La estructura comercial limita quién puede capturar la prima

Las operaciones del noroeste argentino tienen, en muchos casos, como accionistas y principales compradores a grupos chinos de refinación. Cuando el carbonato de litio llega a una refinería que procesa material de distintos orígenes para abastecer tanto al mercado europeo como al asiático, la cadena de custodia del pasaporte digital original se interrumpe antes de llegar al fabricante europeo de baterías.

El costo de la infraestructura de trazabilidad recae sobre el productor argentino. Sin embargo, el beneficio económico de una eventual prima verde puede no llegar a materializarse si el comprador intermedio no está obligado contractualmente a reconocerla y trasladarla. La captura de valor requiere, además de datos verificables, una estructura contractual que vincule el sobreprecio al cumplimiento de los requisitos del pasaporte a lo largo de toda la cadena.

Lo que sí puede construirse hoy

Con las herramientas disponibles, es posible implementar sistemas de medición y registro con firma independiente para las emisiones de Alcance 1 y 2 de la planta, aquellas bajo control directo del operador, y para el consumo de agua dulce en planta, con la precisión suficiente para satisfacer una auditoría de primer nivel.

La operación Cauchari-Olaroz, gestionada por Lithium Argentina Corp. junto con Ganfeng en Jujuy, avanza hacia la conformidad con el Proceso de Aseguramiento de Minerales Responsables, un paso concreto en esa dirección (Lithium Argentina Corp., mayo de 2026).

El costo de esa infraestructura digital oscila entre US$1,5 millones y US$3 millones en su implementación inicial, con costos de mantenimiento que, en ambientes de alta salinidad, pueden superar US$1 millón anual, significativamente por encima de las estimaciones iniciales del sector. Esto se debe a la degradación acelerada de sensores por cristalización e incrustación en salmueras con sólidos disueltos superiores a 300.000 miligramos por litro.

Lo que hoy no puede construirse con certeza científica es una trazabilidad hídrica por lote con la precisión que los organismos certificadores europeos requieren para el Anexo X, ni una cadena completa de datos primarios verificados de los insumos suministrados por terceros. Esas brechas no se resuelven solamente con inversión tecnológica: requieren desarrollo metodológico, armonización entre los marcos de validación provinciales argentinos y los estándares europeos de acreditación, y una mejor modelación de los sistemas hidrogeológicos de la Puna.

El 18 de febrero de 2027, el Pasaporte Digital de Producto se vuelve obligatorio. El 18 de agosto de 2027 lo hace la diligencia debida con verificación de terceros acreditados. Son fechas fijas.

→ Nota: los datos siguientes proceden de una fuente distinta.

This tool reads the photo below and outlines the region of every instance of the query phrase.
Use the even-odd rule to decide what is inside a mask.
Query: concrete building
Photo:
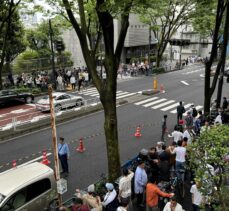
[[[149,25],[140,22],[138,15],[130,14],[130,25],[127,31],[121,62],[129,63],[131,58],[136,62],[147,60],[149,53]],[[118,42],[120,21],[114,20],[114,46]],[[63,40],[66,50],[72,53],[74,67],[86,66],[79,39],[73,29],[63,32]],[[156,39],[151,36],[151,55],[155,53]]]
[[[187,46],[170,46],[167,47],[167,57],[172,60],[187,59],[188,57],[209,57],[211,52],[212,39],[210,37],[203,38],[199,33],[193,30],[192,26],[180,27],[172,39],[187,39],[191,44]]]

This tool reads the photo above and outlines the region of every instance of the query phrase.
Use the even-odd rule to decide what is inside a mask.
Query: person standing
[[[162,119],[162,125],[161,125],[161,141],[165,142],[165,133],[167,132],[167,115],[165,114]]]
[[[70,83],[71,83],[71,86],[72,86],[72,90],[75,90],[76,88],[76,78],[75,76],[72,74],[71,78],[70,78]]]
[[[143,194],[145,191],[147,180],[148,178],[145,171],[145,163],[143,160],[140,160],[134,176],[134,192],[137,196],[137,205],[139,207],[144,207]]]
[[[222,108],[223,108],[223,110],[225,111],[225,110],[227,110],[227,107],[228,107],[227,98],[224,97],[224,98],[223,98],[223,105],[222,105]]]
[[[64,138],[60,137],[60,143],[58,144],[58,156],[60,159],[62,172],[65,174],[65,176],[68,175],[69,169],[68,169],[68,159],[70,156],[68,144],[64,142]]]
[[[186,148],[182,147],[182,141],[177,142],[177,147],[173,149],[170,147],[171,154],[176,154],[176,174],[177,177],[184,181],[184,173],[182,174],[180,170],[185,170],[185,156],[186,156]]]
[[[119,180],[119,199],[131,199],[131,180],[134,177],[134,172],[128,170],[127,168],[123,169],[123,176]]]
[[[165,193],[159,189],[156,184],[156,178],[151,177],[146,185],[146,205],[147,211],[159,211],[158,199],[159,197],[172,197],[174,194]]]
[[[61,75],[58,75],[58,77],[57,77],[56,80],[57,80],[57,89],[58,89],[59,91],[64,90],[64,82],[63,82],[62,76],[61,76]]]
[[[185,108],[182,105],[182,101],[180,101],[180,104],[177,106],[177,124],[179,124],[179,120],[183,119],[183,113],[185,113]]]
[[[187,116],[185,118],[185,125],[186,125],[186,127],[189,127],[189,128],[193,127],[193,117],[192,117],[190,111],[187,112]]]
[[[196,181],[196,184],[192,185],[190,193],[192,194],[192,210],[199,211],[200,205],[203,203],[203,196],[199,189],[201,187],[200,182]]]

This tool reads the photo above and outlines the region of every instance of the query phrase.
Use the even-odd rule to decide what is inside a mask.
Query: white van
[[[0,211],[42,211],[57,198],[54,171],[35,162],[0,173]]]

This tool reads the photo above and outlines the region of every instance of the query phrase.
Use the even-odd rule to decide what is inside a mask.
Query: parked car
[[[0,104],[5,104],[10,101],[32,103],[34,101],[34,96],[29,92],[19,93],[12,89],[0,90]]]
[[[53,170],[35,162],[0,173],[0,210],[33,210],[48,208],[57,199]]]
[[[84,99],[81,96],[76,96],[65,92],[54,92],[53,104],[55,112],[58,112],[65,108],[81,106],[84,104]],[[44,96],[38,100],[36,103],[36,108],[39,111],[50,111],[49,96]]]

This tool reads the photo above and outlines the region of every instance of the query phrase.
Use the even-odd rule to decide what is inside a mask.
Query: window
[[[49,189],[51,189],[49,179],[37,181],[16,192],[2,207],[1,211],[18,209]]]

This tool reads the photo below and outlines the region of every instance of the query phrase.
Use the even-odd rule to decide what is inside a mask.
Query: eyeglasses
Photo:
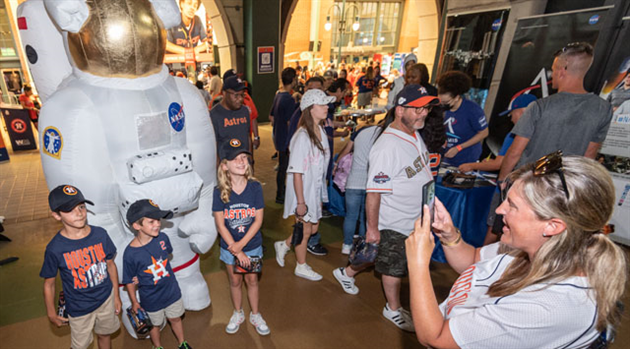
[[[564,169],[562,168],[562,150],[557,150],[551,154],[547,154],[536,161],[534,166],[534,176],[544,176],[549,173],[557,173],[560,176],[562,182],[562,189],[569,199],[569,189],[567,188],[567,181],[564,178]]]
[[[593,55],[593,46],[585,42],[572,42],[565,47],[559,49],[554,53],[554,57],[557,57],[563,53],[586,53],[590,56]]]
[[[232,92],[232,91],[225,91],[227,94],[232,95],[233,98],[245,98],[245,92]]]
[[[425,107],[408,107],[408,106],[403,106],[403,108],[415,109],[414,111],[416,112],[416,114],[422,114],[422,112],[425,111],[425,110],[427,111],[427,113],[430,113],[431,110],[433,110],[433,106],[432,105],[430,105],[428,107],[427,106],[425,106]]]

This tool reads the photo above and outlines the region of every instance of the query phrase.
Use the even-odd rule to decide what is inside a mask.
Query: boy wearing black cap
[[[129,243],[123,254],[123,283],[134,312],[142,307],[151,319],[151,343],[154,348],[162,348],[160,329],[165,320],[171,328],[179,349],[191,349],[184,339],[181,316],[184,315],[184,302],[169,255],[173,252],[168,236],[160,232],[162,218],[173,217],[173,212],[162,211],[153,201],[144,199],[134,202],[127,211],[127,222],[136,237]],[[136,285],[142,305],[136,297]]]
[[[116,246],[105,229],[87,224],[86,200],[72,185],[60,185],[48,195],[52,216],[63,228],[46,246],[40,276],[44,278],[44,303],[50,322],[70,324],[71,347],[87,348],[98,336],[98,347],[111,347],[110,335],[118,330],[121,302]],[[61,276],[68,318],[54,305],[55,279]]]

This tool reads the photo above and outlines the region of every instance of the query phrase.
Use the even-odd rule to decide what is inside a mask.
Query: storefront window
[[[17,53],[13,35],[11,34],[11,24],[9,23],[7,9],[2,3],[2,6],[0,6],[0,58],[7,57],[15,58]]]

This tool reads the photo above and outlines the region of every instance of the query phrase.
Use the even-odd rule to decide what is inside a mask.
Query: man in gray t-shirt
[[[630,72],[626,72],[623,78],[623,84],[613,89],[608,95],[607,101],[613,106],[613,110],[617,110],[623,102],[630,99]]]
[[[210,120],[217,139],[217,149],[238,139],[249,149],[249,111],[243,106],[245,84],[232,76],[223,84],[223,99],[212,110]],[[217,157],[218,159],[218,157]]]
[[[595,158],[606,138],[612,107],[584,89],[592,62],[593,47],[588,43],[569,44],[556,53],[551,69],[552,87],[558,93],[530,104],[514,126],[516,137],[503,159],[499,180],[559,149],[565,155]]]

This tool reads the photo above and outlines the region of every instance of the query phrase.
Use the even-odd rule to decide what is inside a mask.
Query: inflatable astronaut
[[[48,187],[73,184],[94,202],[89,223],[104,227],[116,244],[120,278],[122,255],[133,239],[124,221],[129,205],[150,198],[173,211],[162,231],[173,245],[171,263],[184,305],[206,308],[210,295],[199,254],[216,239],[216,143],[198,90],[169,75],[162,64],[165,27],[181,20],[177,3],[44,0],[44,5],[42,15],[34,10],[41,8],[41,0],[29,0],[18,17],[24,21],[20,34],[35,82],[43,81],[40,91],[46,95],[56,89],[40,116]],[[33,18],[46,13],[48,25]],[[62,33],[50,32],[50,18]],[[51,46],[59,38],[66,51]],[[62,81],[50,78],[64,69],[69,75]],[[122,289],[121,298],[126,308],[129,300]],[[135,337],[126,316],[123,321]]]

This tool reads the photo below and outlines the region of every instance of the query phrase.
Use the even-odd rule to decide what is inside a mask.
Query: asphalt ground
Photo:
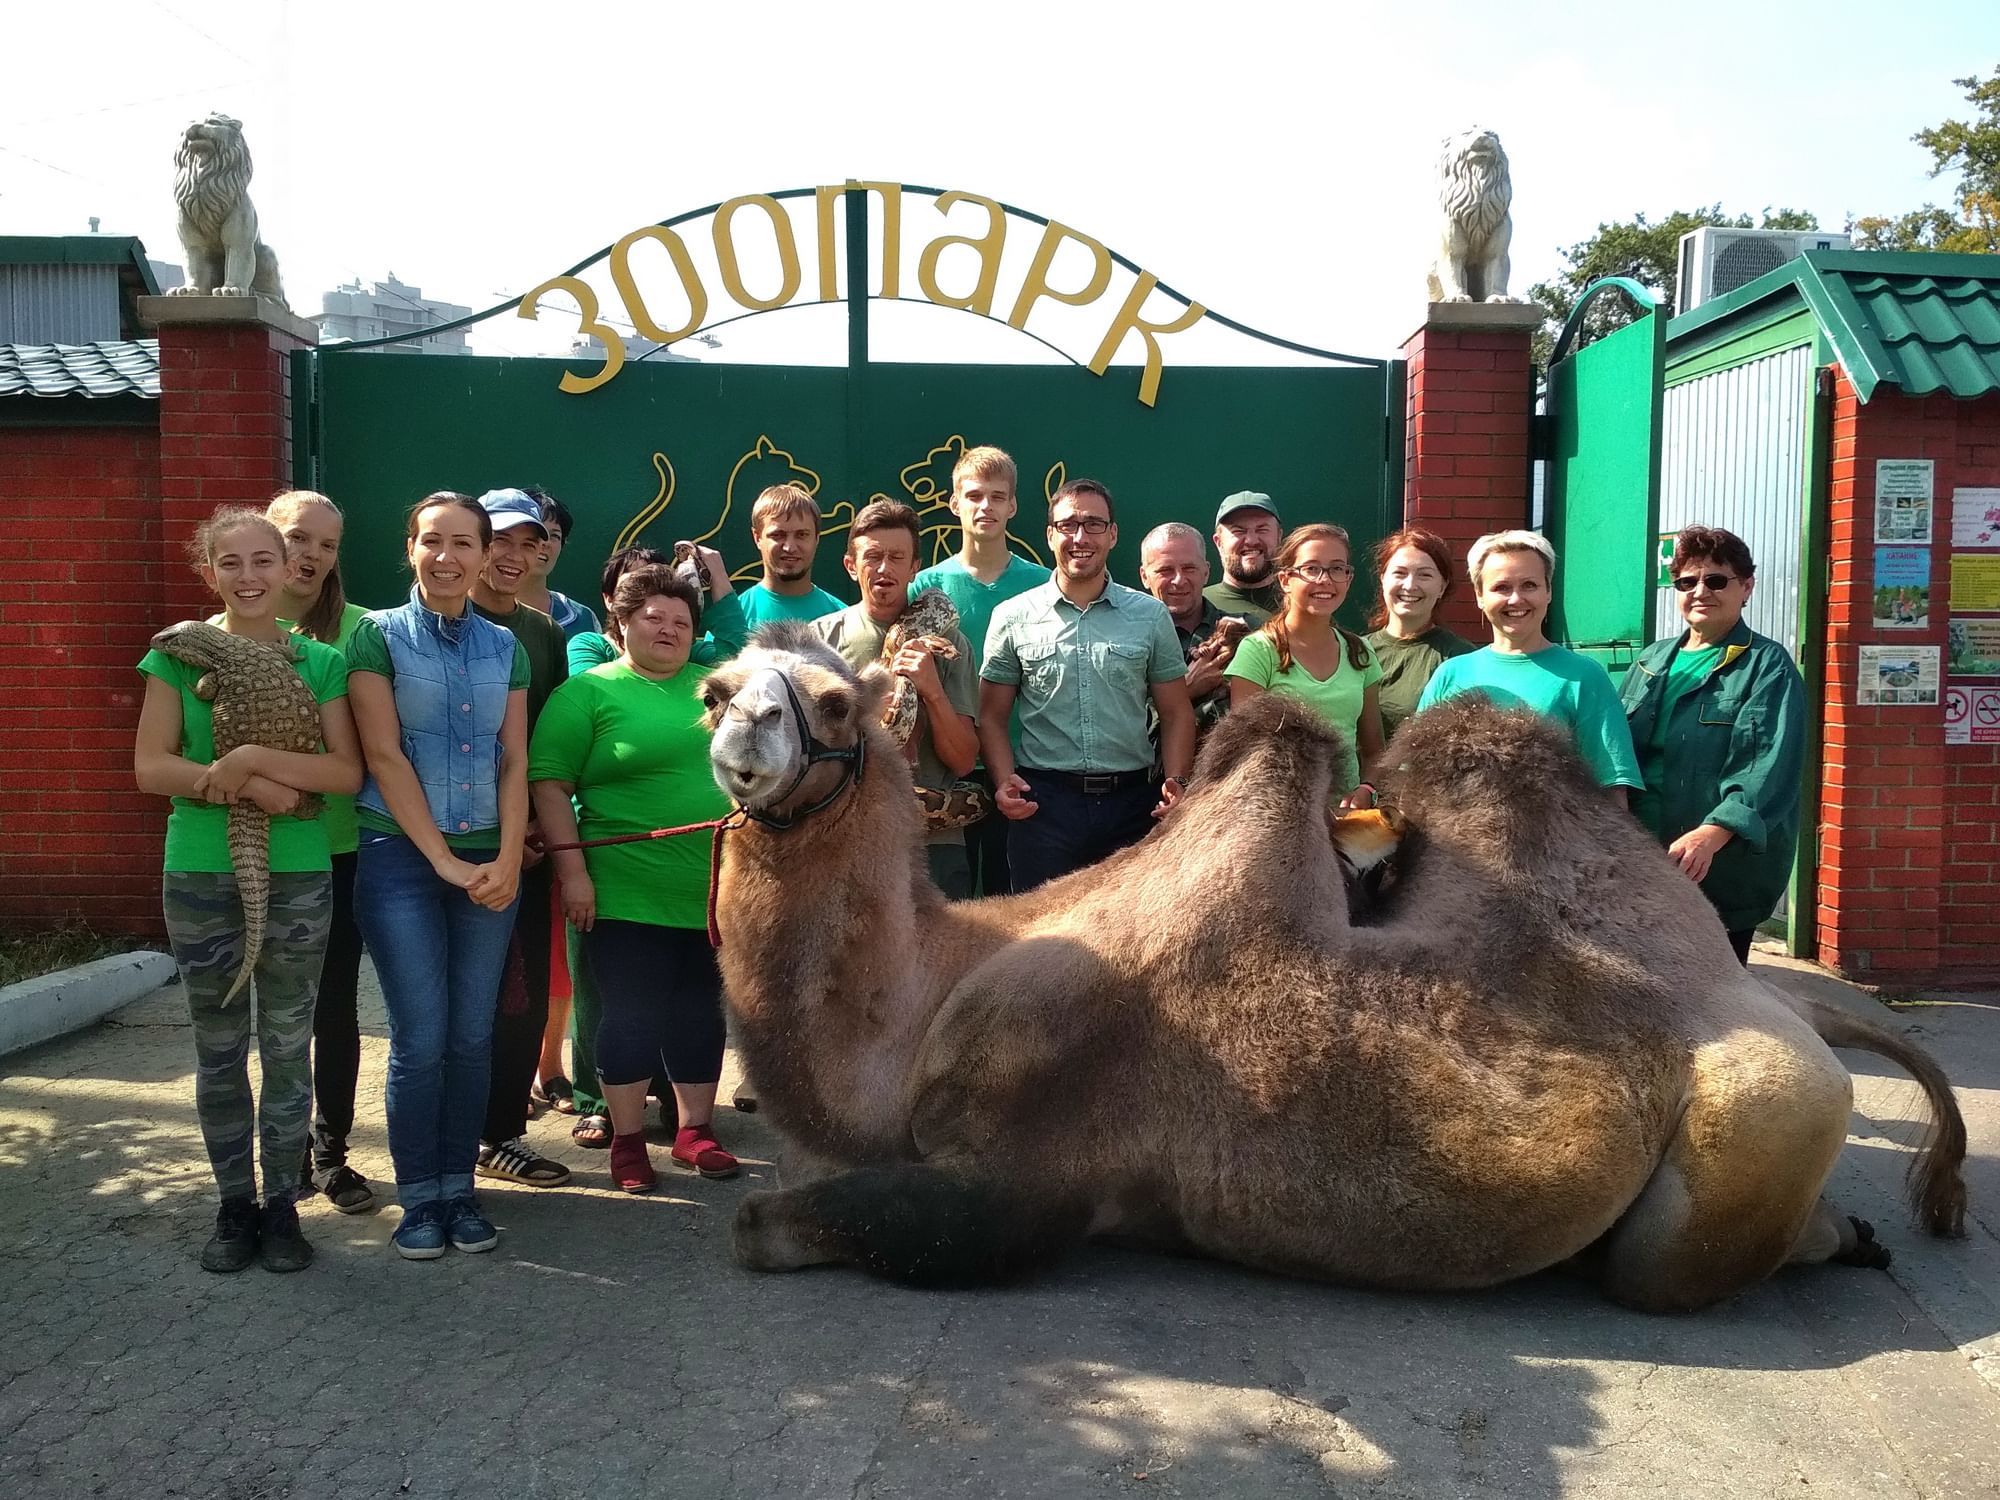
[[[735,1181],[628,1198],[545,1115],[574,1184],[484,1185],[493,1254],[405,1262],[393,1206],[316,1199],[311,1269],[209,1275],[193,1047],[160,990],[0,1060],[0,1496],[2000,1495],[2000,1005],[1890,1013],[1760,968],[1944,1062],[1971,1234],[1899,1206],[1922,1097],[1849,1056],[1832,1191],[1894,1266],[1670,1318],[1559,1275],[1390,1295],[1108,1249],[1007,1291],[754,1275],[728,1223],[777,1141],[728,1110]],[[364,1006],[354,1151],[387,1199]]]

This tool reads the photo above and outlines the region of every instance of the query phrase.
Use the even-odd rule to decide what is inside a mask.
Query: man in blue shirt
[[[819,503],[796,484],[774,484],[750,507],[750,539],[764,559],[764,577],[739,596],[743,628],[773,620],[817,620],[846,605],[813,583],[819,551]]]
[[[1194,761],[1187,663],[1166,606],[1113,583],[1111,492],[1076,479],[1049,502],[1055,576],[993,614],[980,669],[979,741],[1011,819],[1014,889],[1137,843],[1179,799]],[[1007,719],[1019,704],[1017,764]],[[1159,714],[1153,777],[1147,706]]]

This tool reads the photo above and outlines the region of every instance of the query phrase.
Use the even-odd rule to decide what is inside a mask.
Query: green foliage
[[[0,986],[74,968],[136,946],[128,938],[104,937],[77,921],[0,933]]]
[[[1848,225],[1862,250],[2000,252],[2000,68],[1991,78],[1954,78],[1976,113],[1910,139],[1931,154],[1931,176],[1957,172],[1956,210],[1926,203],[1903,214],[1867,214]]]
[[[1528,296],[1548,312],[1547,320],[1535,334],[1535,363],[1547,366],[1563,324],[1569,321],[1584,289],[1594,281],[1607,276],[1629,276],[1671,307],[1680,272],[1681,236],[1703,227],[1817,229],[1819,220],[1795,208],[1766,208],[1753,219],[1749,214],[1725,214],[1722,205],[1715,203],[1707,208],[1678,209],[1658,223],[1644,214],[1634,214],[1616,224],[1599,224],[1596,234],[1563,252],[1563,269],[1553,281],[1538,282],[1528,288]],[[1623,328],[1634,316],[1632,306],[1623,298],[1600,297],[1586,315],[1582,342]]]

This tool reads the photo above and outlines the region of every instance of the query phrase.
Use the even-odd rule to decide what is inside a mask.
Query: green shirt
[[[951,600],[951,607],[958,611],[958,628],[972,642],[972,670],[976,675],[986,662],[986,631],[993,623],[993,611],[1048,581],[1047,568],[1011,552],[1007,554],[1007,566],[991,583],[974,578],[964,558],[948,557],[910,580],[910,597],[916,598],[925,589],[939,589]]]
[[[340,633],[333,638],[332,645],[343,658],[347,655],[347,643],[354,639],[354,627],[361,623],[361,617],[367,613],[367,610],[352,599],[340,607]],[[293,635],[305,634],[290,620],[280,620],[278,623]],[[345,670],[344,662],[342,670]],[[361,847],[361,825],[355,820],[354,798],[340,792],[326,792],[321,795],[320,801],[324,806],[321,808],[319,821],[320,826],[326,830],[328,851],[333,854],[352,854]]]
[[[980,676],[1019,689],[1020,763],[1118,772],[1153,763],[1152,685],[1187,676],[1173,616],[1151,594],[1105,580],[1088,605],[1051,579],[993,612]]]
[[[654,681],[622,662],[572,677],[542,710],[528,747],[530,781],[576,788],[585,839],[706,822],[729,811],[708,763],[701,680],[687,666]],[[706,833],[583,851],[597,914],[655,927],[708,925]]]
[[[569,676],[569,639],[562,633],[562,626],[532,605],[516,604],[506,614],[496,615],[476,600],[466,602],[479,612],[481,619],[512,631],[514,639],[527,648],[528,733],[532,735],[535,721],[542,716],[542,705]]]
[[[882,641],[889,634],[890,627],[876,624],[862,605],[851,604],[837,615],[823,615],[813,621],[813,629],[840,653],[843,661],[859,671],[869,662],[882,659]],[[961,631],[954,630],[945,639],[958,654],[931,658],[937,665],[938,680],[944,684],[944,695],[951,700],[952,708],[968,719],[974,718],[979,713],[979,674],[972,668],[972,646]],[[917,785],[933,791],[949,791],[958,778],[938,759],[937,750],[931,742],[930,713],[927,709],[917,710],[917,727],[910,735],[910,743],[917,751],[916,761],[911,767]],[[948,828],[933,834],[930,842],[962,844],[965,842],[965,830]]]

La ventaja ambiental real del litio de salar argentino existe y es sustancial. El desafío no es solo tecnológico ni regulatorio: también es científico, institucional y contractual. Cuanto antes el sector lo reconozca con precisión, más útiles serán las conversaciones sobre cómo cerrar esas brechas.


*Serrana Verges es directora de Arquitecturas IoT-IA-Blockchain en Ambioteck. Es magíster en Blockchain y Web3 por EBIS Business TechSchool, España, y magíster en Comercialización por UNICEN, Argentina. Es fundadora de Woman in Blockchain Latam, iniciativa de formación y difusión de tecnología blockchain en América Latina.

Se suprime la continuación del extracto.